2 is a view showing the configuration of a preferred embodiment of the control unit provided in the inverter in the power supply of the present invention. Here, reference numeral 200 denotes a first operator. The first calculator 200 subtracts the output command voltage from the detected voltage.

Reference numeral 210 is a PID (Proportional Integral Derivative) controller. The PID controller 210 generates a voltage control signal Vout by PID controlling the output signal of the first operator 200 according to a preset gain value.

Reference numeral 220 is a second operator. The second calculator 220 adds the frequency rising signal FRE_UP to the set 50/60 Hz control signal and subtracts the frequency falling signal FRE_DO.

Code 230 is a frequency calculator. The frequency calculator 230 calculates a frequency of the AC power to be supplied to the load according to the output signal of the second calculator 220.

Reference numeral 240 is an acceleration / deceleration setting unit. The acceleration / deceleration setting unit 240 generates an acceleration / deceleration control signal F_out for setting acceleration or deceleration of the PWM signal according to the frequency calculated by the frequency calculator 230.

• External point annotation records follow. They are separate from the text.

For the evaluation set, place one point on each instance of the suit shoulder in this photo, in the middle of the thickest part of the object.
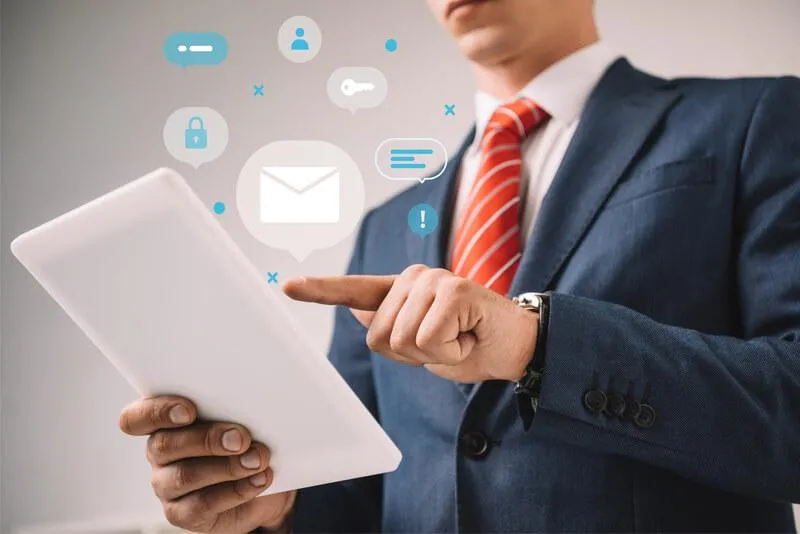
(749, 88)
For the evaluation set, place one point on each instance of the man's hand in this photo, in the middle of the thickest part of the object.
(207, 475)
(456, 328)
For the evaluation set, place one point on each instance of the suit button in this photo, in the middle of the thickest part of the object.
(632, 409)
(646, 416)
(595, 400)
(615, 405)
(475, 444)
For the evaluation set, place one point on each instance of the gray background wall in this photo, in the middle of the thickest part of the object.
(85, 93)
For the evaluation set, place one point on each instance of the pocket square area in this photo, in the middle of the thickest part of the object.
(300, 194)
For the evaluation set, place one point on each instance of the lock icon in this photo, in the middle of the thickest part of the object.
(196, 134)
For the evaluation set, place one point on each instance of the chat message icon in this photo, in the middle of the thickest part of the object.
(418, 159)
(195, 48)
(354, 88)
(196, 135)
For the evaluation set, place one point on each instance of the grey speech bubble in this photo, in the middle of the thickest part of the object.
(354, 88)
(196, 135)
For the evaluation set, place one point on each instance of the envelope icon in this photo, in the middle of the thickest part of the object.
(300, 194)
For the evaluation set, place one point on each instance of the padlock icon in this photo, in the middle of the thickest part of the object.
(196, 134)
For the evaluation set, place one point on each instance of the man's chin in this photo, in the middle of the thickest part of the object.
(486, 45)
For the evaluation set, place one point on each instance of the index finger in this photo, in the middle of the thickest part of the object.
(146, 416)
(359, 292)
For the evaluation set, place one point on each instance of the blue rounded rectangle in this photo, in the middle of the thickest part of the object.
(195, 48)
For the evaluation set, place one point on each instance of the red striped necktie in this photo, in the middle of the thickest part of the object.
(487, 241)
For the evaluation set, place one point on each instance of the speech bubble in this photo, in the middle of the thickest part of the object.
(196, 135)
(354, 88)
(411, 159)
(186, 49)
(423, 220)
(300, 196)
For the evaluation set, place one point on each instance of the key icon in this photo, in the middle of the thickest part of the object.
(350, 87)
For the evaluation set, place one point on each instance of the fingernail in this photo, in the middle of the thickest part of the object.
(251, 460)
(232, 440)
(258, 480)
(179, 415)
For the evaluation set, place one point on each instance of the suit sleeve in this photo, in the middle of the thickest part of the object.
(353, 505)
(727, 410)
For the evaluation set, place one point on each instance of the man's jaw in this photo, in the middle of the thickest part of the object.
(454, 7)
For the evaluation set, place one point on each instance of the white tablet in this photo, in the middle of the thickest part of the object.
(148, 273)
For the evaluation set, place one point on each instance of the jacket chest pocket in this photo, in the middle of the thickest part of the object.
(663, 178)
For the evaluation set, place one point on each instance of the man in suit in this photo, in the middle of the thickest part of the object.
(648, 377)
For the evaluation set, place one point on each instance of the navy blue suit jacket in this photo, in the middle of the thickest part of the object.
(671, 240)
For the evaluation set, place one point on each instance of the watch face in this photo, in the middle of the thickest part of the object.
(530, 300)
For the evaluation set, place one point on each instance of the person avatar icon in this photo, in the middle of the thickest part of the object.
(300, 44)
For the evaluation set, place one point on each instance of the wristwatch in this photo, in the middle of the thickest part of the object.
(529, 387)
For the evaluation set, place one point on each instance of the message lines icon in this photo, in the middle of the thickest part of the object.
(406, 158)
(411, 159)
(195, 48)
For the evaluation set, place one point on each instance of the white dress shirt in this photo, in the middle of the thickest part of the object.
(562, 90)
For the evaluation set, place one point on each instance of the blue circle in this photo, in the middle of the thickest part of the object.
(423, 220)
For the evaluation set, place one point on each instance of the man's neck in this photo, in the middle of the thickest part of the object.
(506, 78)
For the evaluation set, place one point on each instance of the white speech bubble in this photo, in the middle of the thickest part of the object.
(416, 162)
(196, 135)
(354, 88)
(300, 196)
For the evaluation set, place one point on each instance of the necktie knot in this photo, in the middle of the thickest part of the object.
(514, 121)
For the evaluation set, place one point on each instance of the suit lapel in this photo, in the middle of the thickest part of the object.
(619, 117)
(622, 113)
(441, 193)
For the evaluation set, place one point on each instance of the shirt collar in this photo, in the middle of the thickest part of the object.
(562, 89)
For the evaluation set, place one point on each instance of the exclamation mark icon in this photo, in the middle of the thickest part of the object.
(423, 219)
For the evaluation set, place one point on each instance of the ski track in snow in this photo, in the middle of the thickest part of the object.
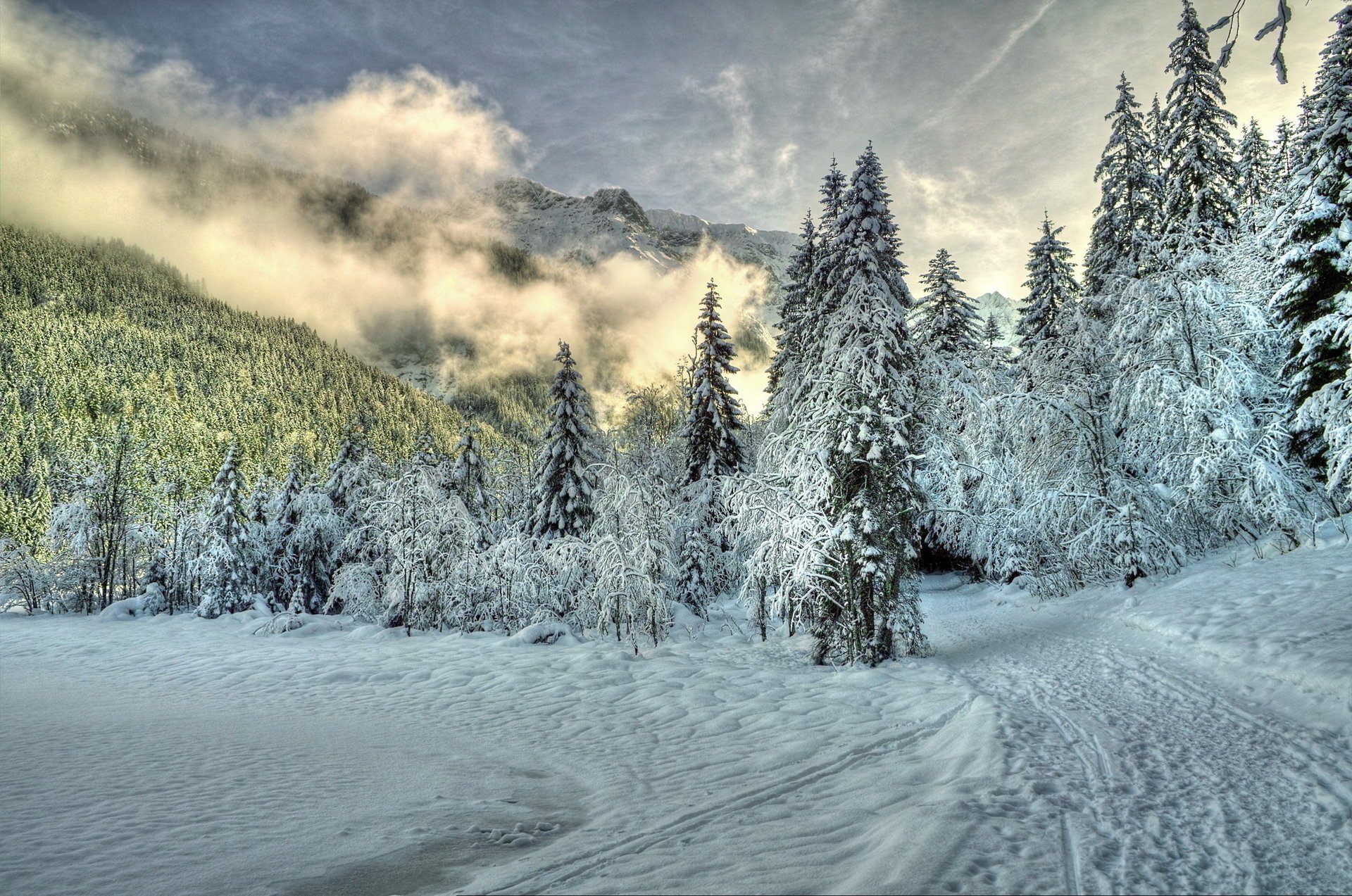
(1191, 740)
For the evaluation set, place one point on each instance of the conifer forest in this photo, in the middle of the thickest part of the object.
(377, 521)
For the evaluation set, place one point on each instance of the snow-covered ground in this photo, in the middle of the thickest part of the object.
(1189, 736)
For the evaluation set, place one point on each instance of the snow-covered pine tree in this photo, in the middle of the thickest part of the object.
(310, 550)
(222, 564)
(282, 521)
(1158, 133)
(713, 452)
(1315, 301)
(1129, 196)
(818, 295)
(1198, 149)
(1253, 169)
(946, 322)
(565, 484)
(1051, 286)
(1284, 153)
(471, 480)
(993, 333)
(715, 412)
(351, 477)
(795, 310)
(870, 608)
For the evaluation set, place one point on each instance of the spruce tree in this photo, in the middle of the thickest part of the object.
(1129, 196)
(1284, 152)
(471, 480)
(993, 333)
(795, 311)
(1051, 287)
(564, 491)
(1198, 149)
(1253, 168)
(1315, 301)
(1158, 133)
(870, 605)
(713, 450)
(223, 562)
(714, 419)
(948, 321)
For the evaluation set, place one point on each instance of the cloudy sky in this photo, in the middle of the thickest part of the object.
(984, 113)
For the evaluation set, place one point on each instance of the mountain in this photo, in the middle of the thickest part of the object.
(592, 229)
(101, 345)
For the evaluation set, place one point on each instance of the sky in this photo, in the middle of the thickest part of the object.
(986, 114)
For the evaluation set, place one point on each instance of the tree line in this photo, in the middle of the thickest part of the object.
(1189, 389)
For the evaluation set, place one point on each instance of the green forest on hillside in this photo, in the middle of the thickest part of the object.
(103, 346)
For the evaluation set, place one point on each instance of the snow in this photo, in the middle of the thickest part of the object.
(1186, 736)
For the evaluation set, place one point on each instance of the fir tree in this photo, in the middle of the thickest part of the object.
(1253, 168)
(713, 449)
(993, 333)
(1051, 287)
(565, 484)
(948, 320)
(471, 480)
(222, 564)
(1156, 130)
(714, 419)
(1198, 149)
(795, 311)
(283, 518)
(1129, 196)
(1284, 152)
(870, 608)
(1316, 298)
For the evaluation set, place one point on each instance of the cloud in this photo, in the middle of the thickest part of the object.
(955, 210)
(423, 287)
(746, 163)
(410, 135)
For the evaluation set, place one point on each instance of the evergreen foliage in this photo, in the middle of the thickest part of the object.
(565, 483)
(222, 564)
(1315, 299)
(1198, 149)
(1131, 195)
(948, 321)
(1051, 287)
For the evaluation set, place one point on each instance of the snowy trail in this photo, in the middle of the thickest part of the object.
(1146, 772)
(1196, 743)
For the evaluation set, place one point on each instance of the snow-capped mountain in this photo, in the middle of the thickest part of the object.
(1002, 308)
(610, 222)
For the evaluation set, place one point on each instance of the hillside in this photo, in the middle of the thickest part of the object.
(610, 222)
(101, 342)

Reference numeral 250 is a PWM signal generator. The PWM signal generator 250 may switch the DC power according to the voltage control signal Vout generated by the PID controller 210 and the acceleration / deceleration control signal F_out generated by the acceleration / deceleration setting unit 240. Generates a PWM signal.

In the power generator of the present invention having such a configuration, when supplying operating power to home appliances, AC power input from the outside is input to the inverter 120 through the MCCB 100. The inverter 120 rectifies and smoothes the input AC power into DC power.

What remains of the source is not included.